I thank the Cape Gazette for its analysis of new side-by-side developments proposed between Route 9 and Milton. I speak only for myself here.

When the representatives of the Cool Spring Crossing project, targeted for Route 9 and Hudson Road, presented the project to the Sussex Planning & Zoning Commission, they justified their request to change the land-use designation of the parcels with a claim that that area is no longer rural.

The Cape Gazette’s story revealed a patchwork of proposed developments spreading westward from the shore, bringing a total of 5,810 new residences, per the story’s map, to the triangle between Five Points in the east and Georgetown and Milton in the west, bounded by Route 1 and Route 9. This is an area zoned by the county as rural land not targeted for concentrated development, and classified by the state as not targeted for infrastructure spending to support new residents. Cool Spring Crossing is only the latest of a succession of attempts to extend the county's coastal growth area designation, and concentrated development, into that space.

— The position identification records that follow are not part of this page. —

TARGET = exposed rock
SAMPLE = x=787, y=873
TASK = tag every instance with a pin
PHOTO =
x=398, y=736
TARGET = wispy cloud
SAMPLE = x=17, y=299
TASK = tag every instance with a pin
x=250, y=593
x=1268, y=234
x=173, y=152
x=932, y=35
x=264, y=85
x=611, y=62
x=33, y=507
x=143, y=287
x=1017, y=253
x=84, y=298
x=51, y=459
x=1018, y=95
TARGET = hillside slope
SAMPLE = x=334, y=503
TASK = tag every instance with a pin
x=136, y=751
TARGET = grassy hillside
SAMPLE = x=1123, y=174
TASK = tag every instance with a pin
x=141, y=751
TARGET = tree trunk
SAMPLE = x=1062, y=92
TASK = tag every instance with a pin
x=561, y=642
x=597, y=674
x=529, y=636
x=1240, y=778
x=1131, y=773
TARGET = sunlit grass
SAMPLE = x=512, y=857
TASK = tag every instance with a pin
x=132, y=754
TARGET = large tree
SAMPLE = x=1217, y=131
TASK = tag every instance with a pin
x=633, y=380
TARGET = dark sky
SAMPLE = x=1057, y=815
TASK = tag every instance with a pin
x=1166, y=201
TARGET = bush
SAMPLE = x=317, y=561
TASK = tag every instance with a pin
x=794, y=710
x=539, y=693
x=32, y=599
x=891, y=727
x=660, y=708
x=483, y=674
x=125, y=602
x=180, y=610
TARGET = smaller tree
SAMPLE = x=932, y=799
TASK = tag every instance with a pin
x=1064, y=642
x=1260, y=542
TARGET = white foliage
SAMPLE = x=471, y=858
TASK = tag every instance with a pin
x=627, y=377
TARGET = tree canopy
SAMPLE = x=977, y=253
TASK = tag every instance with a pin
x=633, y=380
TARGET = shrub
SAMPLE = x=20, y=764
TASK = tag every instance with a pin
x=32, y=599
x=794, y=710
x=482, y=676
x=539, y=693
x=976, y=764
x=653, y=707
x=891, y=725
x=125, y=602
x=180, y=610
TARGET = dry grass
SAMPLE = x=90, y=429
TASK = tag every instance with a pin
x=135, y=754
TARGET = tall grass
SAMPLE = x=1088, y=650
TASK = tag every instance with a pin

U.S. census data shows that most of that area is not currently classified as urban, based on population density. Our own eyes tell us that Route 9 between Lewes and Georgetown is a typical rural connector between two small municipalities, with occasional islands of small businesses and residential developments along that road. The interior is thankfully still rural, with sparse housing, and many active farm fields and forested parcels.

Stating the area is no longer rural sounds like an attempt to claim that a future result some might want has already happened, and it's too late to do anything about it. In reality, if their plans succeed, that will occur. But it hasn't yet.

We often hear that things are inevitable; unplanned population growth is progress; if there's demand for vacation and retirement homes, then we have to provide supply; and landowners have a right to do what they want with their property.

What's actually true is that we need to support equitable ways for farm families to get return on their land, provide affordable housing for those who need it and sustain the region's economy, all without turning the area into the Boca Raton of the Mid-Atlantic. Claims that that outcome is inevitable are a waste of the Sussex public's time, and they need to be ignored.